Tem um ditado que diz que só se aprende apanhando. E nesses últimos meses muita gente apanhou. De outubro de 2008 até hoje, os que apostaram a maior parte do patrimônio no mercado financeiro viram, de uma hora para outra, toda a sua economia evaporar.
Mesmo sem abordar a volatilidade do dinheiro em contraponto com um bem de raiz, o imóvel volta a ser financeiramente um bom investimento. Por que? A tendência dos juros é cair. A SELIC que remunera as grandes aplicações tende, até o final do ano, chegar a casa de um dígito, em torno de 9% a.a.. Assim, a remuneração mensal bruta, sem dedução do IR, ficará por volta de 0,7% a.m.. O aluguel comercial está pagando entre 1,2% e 1,5% a.m., e o residencial em torno de 1% a.m.. Fora a valorização do imóvel!
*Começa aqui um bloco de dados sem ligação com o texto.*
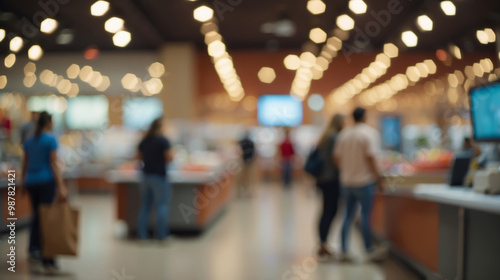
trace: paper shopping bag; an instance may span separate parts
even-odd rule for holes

Mas é preciso ficar atento quanto à manutenção - alguns condomínios não fazem os reparos necessários para que o imóvel continue a valorizar. Dessa forma, às vezes o investidor tem de migrar o investimento para imóveis mais modernos, acompanhando o vetor de crescimento da cidade. Para isso, o mercado imobiliário conta com imobiliárias e consultores experientes e atentos para assessorar os clientes e propor o momento certo para a mudança da carteira de investimento em imóveis.